Der Direktor der Wiener Universität für Bodenkultur, Martin H. Gerzabek, verwies auf die kirchlichen Schulen, in denen Umwelthandeln am besten vermittelt werden könnte. Positiv-Beispiele seien auch das Caritas-Projekt LEO (Lebensmittel und Orientierung) oder die "tollen Ansätze" nachhaltigen Wirtschaftens in vielen Stiften und Klöstern. Ähnlich wie zuvor Minister Rupprechter, hob auch Gerzabek die päpstlichen Lehräußerungen zur Ökologie hervor, darunter "Populorum progressio", "Centesimus annus" und vor allem "Caritas in veritate", in denen die Kirche "enorme Schätze, die stärker unter die Leute gehören" besitze: Alle nötigen Rahmenbedingungen für die nachhaltige Intensivierung der weltweiten Landwirtschaft könne man aus diesen Enzykliken entnehmen, so der Universitätsleiter. Die Kirche wäre gut beraten, daraus Handlungsanweisungen für das eigene und für das gesellschaftliche Handeln abzuleiten.

 

Kirchengast: Diözesen brauchen klare Strategien

Der Grazer Klimaforscher Gottfried Kirchengast appellierte an die Bischöfe, in ihren Diözesen Strategien zu Klimaschutz und Nachhaltigkeit zu entwickeln und sich zu diesen Prinzipien bekennen. Unterstützung und Kompetenz gebe es dazu in Österreich längst, auch innerhalb der Kirche.

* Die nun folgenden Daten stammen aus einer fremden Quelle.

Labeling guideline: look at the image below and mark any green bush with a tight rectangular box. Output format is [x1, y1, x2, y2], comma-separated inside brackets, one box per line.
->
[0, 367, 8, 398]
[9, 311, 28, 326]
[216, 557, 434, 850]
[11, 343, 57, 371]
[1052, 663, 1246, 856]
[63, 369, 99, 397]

Auf operativer Ebene schlug Kirchengast vor, in jedem Entscheidungsgremium eine Person zu verankern, die für die Einhaltung der Grundsätze Ressourcen- und Energieeffizienz Sorge trage. Alle Zeichen würden derzeit darauf deuten, dass die demnächst veröffentlichte Enzyklika dazu substanzielle moralischen Rückhalt geben werde, so der Experte.